Turkish farmers cut water use with drones
- June 30, 2025
- William Payne

Turkish farmers are employing drones to battle drought and sudden flooding. Small and medium-sized farmers in the country’s rice growing Gönen region are adopting drones to address water scarcity and operational inefficiency.
Turkey is grappling with a significant water challenge: 186 of its 240 lakes have vanished in just 60 years. The Gönen region is the country’s rice basket, and is being hit by swings between extremes. Periods of costly irrigation and sudden rains can leave fields too muddy for tractors, while overall water shortages threaten yields.
“When the field is wet, tractors can’t access it until the ground dries,” said rice farmer Recep Gökmen.
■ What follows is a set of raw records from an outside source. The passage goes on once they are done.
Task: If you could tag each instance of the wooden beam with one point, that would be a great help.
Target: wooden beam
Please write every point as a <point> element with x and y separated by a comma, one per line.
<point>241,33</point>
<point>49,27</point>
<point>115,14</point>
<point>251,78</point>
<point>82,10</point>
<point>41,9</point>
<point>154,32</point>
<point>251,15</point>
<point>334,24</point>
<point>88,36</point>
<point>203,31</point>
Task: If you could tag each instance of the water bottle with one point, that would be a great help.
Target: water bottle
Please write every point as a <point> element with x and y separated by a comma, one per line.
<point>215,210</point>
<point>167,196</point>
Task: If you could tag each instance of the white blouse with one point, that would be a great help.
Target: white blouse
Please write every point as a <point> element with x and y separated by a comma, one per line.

That sometimes meant waiting up to fifteen days, missing spraying windows and losing productivity.
“With traditional methods, whenever applications overlapped, parts of the crop would burn or get damaged,” said Hüseyin Armağan, a local rice farmer who manages 110 hectares of rice paddies in a family farm. Heavy machinery often crushes seedlings, chemicals can be wasted through drift. Finding enough skilled hands each season can also be a constant struggle.
Turkey’s agriculture sector consumes about 70% of the nation’s water. Layered atop rising energy and input costs, and unpredictable market prices, small producers face razor-thin margins. All these pressures have pushed local farmers to reconsider traditional methods, and seek out new solutions.
Both Gökmen and Armağan have adopted the XAG P100 Pro fully autonomous agricultural drone to improve efficiency on their farms. It is capable of precise spraying, fertiliser spreading, and seeding. It has a foldable design, a 50-kilogram payload, and simple smartphone controls.
For the Gökmens, the transition to drones marked a major shift. Recep’s Gökmens’ son, Özgür, is gradually taking over the farm from his father, and has embraced the drone’s technology. “I put in the settings, and it just does its job — no intervention needed while it’s flying. And when the spraying is finished, it lands exactly where it took off,” Özgür said. This workflow shift has ended exhausting late nights and the scramble for seasonal labour during peak periods.
For Armağan, what once took days now finishes in hours, no matter the field’s size or slope. The XAG drone can safely fly under power lines and over uneven ground. “Before, if it rained, we couldn’t get into the field for a week or more. Now, after just a day or two, the drone can be out applying exactly the right amounts, right where needed. We don’t waste time or resources any more,” he said.
Resource savings have been significant. With conventional tractor sprayers, water use on a single decare (1 decare equals 0.1 hectare) was up to 40 litres. Now the drone needs just 1 to 5 litres. Pesticide use is nearly halved, from as much as 100 grams per decare, down to just 40 to 60 grams. Fertiliser and seed are spread with precision, stopping the waste and loss that previously happened at the edges or due to wind drift.
Labour demands have shrunk as well. Where both families once relied on hired workers and long hours, these same fields now require just one or two experienced operators. “Two people do all the work in this business now,” said Özgür. Older and younger members of the family farm can now collaborate, but with far less physical strain and clock pressure.
Personal exposure to chemicals has also decreased significantly. Crops are healthier, with no more trampling, missed patches, or burnt seedlings. “You simply see less waste and less damage,” Armağan said. “And the drone’s coverage is always uniform.”
For rural communities like Gönen, this means a better standard of living and renewed optimism. Young people are now less likely to leave farming for city jobs, since agriculture offers high-tech tools and increased profitability. Fields are cleaner and yields are rising. Armağan estimates his yields have increased by about 10 percent — a substantial gain when working hundreds of hectares.
“In terms of labour, fuel, and everything else, you win in agriculture,” said Recep. “It gives us confidence: there are no leftovers, no shortages—everything lands where it should.”